Obedient correspondents and rewrite men "made news" last week concerning the attempted Paris-New York flight of Captains Nungesser and Coli (see p. 26). First, most of the Paris evening newspapers worked Frenchmen into a hysteria of joy by publishing extras which said: "The Atlantic is conquered. . . . Nungesser welcomed in New York Harbor." One sheet gave details of the arrival-- telling how Flyers Nungesser and Coli embraced after landing, said they were happy, tired. All this was inspired by unconfirmed reports which told of an airplane being sighted off the coasts of Newfoundland and New England.
Parisians, having paid bets and celebrated with champagne, naturally experienced a tremendous emotional re-action when later reports announced that the flyers were lost. The evening newspapers blamed the French Government and particularly War Minister Painleve, who had cabled congratulations to the flyers.
Then Paris correspondents for U. S. newspapers began to interpret the French emotions, cabled despatches giving the impression that Frenchmen were "sore" at the failure of their airmen, and had turned their resentment against the U. S., even charging that the U. S. Weather Bureau had sent out false reports of fair weather in the path of Flyers Nungesser and Coli, whereas they actually flew into a storm area. . . . What news! Play it up! Let U. S. newspaper buyers enjoy an orgy of self-satisfaction at their own lofty superiority to Frenchmen obviously suffering from an attack of "sour grapes."

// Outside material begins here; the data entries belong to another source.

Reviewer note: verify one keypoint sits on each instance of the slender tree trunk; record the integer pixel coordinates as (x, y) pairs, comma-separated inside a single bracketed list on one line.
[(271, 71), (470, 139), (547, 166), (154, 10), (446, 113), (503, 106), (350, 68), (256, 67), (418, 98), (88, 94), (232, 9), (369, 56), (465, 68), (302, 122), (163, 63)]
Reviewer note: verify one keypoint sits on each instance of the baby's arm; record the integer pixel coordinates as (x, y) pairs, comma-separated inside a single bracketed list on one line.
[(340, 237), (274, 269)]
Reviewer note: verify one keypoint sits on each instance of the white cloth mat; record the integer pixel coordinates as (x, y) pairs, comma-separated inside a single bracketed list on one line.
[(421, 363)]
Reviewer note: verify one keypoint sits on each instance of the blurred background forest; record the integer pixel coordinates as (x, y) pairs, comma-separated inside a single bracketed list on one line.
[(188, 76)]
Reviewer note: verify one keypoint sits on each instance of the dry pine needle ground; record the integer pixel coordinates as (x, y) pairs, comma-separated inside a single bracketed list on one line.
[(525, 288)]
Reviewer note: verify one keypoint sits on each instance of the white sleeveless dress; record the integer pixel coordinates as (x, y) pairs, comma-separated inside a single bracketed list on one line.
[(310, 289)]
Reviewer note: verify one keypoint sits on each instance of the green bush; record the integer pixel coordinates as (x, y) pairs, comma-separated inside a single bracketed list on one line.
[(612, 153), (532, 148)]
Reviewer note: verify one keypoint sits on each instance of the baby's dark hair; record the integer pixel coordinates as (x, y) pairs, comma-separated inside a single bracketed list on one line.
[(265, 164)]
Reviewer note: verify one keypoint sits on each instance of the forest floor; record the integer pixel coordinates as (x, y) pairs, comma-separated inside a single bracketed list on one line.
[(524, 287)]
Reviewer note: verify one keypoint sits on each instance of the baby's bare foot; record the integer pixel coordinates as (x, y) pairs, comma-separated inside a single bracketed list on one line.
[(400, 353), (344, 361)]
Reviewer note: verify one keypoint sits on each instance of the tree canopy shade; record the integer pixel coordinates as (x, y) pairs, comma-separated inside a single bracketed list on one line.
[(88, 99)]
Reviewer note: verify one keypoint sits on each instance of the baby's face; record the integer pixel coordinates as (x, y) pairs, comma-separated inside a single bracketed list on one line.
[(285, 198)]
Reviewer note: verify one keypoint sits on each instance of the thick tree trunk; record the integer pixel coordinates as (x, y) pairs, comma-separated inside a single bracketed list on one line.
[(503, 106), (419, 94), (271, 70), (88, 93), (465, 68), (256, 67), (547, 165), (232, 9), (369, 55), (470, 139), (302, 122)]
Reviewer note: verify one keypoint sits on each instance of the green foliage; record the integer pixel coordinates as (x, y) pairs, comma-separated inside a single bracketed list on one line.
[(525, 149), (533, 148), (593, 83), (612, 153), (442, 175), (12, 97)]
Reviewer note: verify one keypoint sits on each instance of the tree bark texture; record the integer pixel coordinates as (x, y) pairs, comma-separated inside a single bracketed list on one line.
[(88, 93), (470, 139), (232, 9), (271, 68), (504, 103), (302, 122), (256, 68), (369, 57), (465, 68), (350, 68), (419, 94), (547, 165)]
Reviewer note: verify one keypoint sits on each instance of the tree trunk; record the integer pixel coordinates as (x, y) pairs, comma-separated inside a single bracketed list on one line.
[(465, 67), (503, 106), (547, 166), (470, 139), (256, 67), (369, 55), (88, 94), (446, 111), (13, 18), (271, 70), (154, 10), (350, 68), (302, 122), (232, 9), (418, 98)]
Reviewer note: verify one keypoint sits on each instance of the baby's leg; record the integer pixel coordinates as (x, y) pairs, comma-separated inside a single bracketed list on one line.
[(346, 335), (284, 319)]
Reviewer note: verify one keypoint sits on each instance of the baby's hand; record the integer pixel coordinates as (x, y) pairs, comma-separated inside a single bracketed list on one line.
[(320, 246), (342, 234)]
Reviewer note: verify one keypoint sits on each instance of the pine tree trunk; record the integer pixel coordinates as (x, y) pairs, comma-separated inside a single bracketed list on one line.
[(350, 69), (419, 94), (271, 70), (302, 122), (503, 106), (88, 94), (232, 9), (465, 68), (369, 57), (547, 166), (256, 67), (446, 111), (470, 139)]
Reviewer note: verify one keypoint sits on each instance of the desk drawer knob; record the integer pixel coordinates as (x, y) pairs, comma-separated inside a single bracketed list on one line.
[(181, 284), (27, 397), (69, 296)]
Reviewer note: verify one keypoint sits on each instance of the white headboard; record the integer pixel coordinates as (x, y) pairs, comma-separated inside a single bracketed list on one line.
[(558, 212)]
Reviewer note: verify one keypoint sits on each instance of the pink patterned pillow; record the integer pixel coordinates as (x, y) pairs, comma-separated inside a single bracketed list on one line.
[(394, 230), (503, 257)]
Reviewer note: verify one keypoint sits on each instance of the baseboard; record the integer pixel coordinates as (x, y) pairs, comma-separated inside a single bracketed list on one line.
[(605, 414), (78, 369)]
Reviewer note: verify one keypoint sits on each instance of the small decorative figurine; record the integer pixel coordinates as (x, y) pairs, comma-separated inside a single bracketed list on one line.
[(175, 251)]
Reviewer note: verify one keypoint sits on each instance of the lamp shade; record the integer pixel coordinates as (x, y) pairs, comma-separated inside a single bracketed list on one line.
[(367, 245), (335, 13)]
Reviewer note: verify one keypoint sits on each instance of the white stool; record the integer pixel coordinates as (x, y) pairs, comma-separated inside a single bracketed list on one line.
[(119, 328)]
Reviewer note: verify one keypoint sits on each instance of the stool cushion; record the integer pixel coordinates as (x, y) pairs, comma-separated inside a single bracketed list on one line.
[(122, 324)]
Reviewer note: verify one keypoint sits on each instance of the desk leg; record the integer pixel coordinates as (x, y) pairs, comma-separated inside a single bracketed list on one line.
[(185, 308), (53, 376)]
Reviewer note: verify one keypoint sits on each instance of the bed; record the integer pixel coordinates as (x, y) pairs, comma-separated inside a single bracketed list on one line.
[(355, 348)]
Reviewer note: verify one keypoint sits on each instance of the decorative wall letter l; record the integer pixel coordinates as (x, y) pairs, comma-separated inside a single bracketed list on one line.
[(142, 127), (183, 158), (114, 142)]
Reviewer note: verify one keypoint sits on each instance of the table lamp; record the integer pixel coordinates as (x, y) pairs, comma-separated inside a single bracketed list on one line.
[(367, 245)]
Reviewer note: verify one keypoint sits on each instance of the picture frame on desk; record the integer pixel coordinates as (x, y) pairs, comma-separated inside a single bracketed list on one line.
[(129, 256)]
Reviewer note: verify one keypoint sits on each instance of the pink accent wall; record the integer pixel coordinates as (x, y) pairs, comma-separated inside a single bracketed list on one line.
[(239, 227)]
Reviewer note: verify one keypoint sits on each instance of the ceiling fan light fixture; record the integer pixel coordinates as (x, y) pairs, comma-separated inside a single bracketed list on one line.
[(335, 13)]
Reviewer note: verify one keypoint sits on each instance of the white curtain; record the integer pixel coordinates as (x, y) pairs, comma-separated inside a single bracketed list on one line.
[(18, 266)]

Wilbur Forrest of the New York Herald Tribune, middleaged, seldom spectacular, told Lis readers that an angry Paris mob had demanded the removal of the U. S. flag over the office of Le Matin, that "epithets were hurled and remarks anent the War debts, along with others of a vile character, were heard" in front of the office of the Paris Herald. Promptly, U, S. Ambassador Myron T. Herrick denied any knowledge of this mob behavior.
Some few days later, Le Petit Parisien carried an editorial worthy of perusal by every U. S. newspaper reader:
"Our New York correspondent has sent us a series of extracts "from New York newspapers which we read with stupefaction; our friends across the Atlantic are persuaded that following Nungesser's failure the Parisian population manifested hostility against Americans and that it is ready to receive coldly Chamberlin and Bertaud if they succeed in flying across the Atlantic.
"New York newspapers declare this alleged attitude is inconceivable. We would also call it at least inconceivable if this were really our attitude--it would be much worse, it would be abominable.
"This is why our astonishment is mixed with sadness, that such an abominable attitude should be attributed to us. Neither in the street has the least word been pronounced, the least gesture made, nor in any French newspaper the slightest word written regarding the Nungesser flight which could be considered hostile to America.
"No one has thought of the slightest reproach to Chamberlin and Bertaud for having the daring to do what Nungesser failed to do. If we regret that the first heroes of the New York-Paris flight be not French, no one of us --we can say this in the name of Paris--thought for a minute not to acclaim with all the enthusiasm they merit the admirable men who succeed in this fabulous exploit. . . . What was behind the invention of popular manifestations against America in Paris? Is this another case of false news? If so where does it come from?"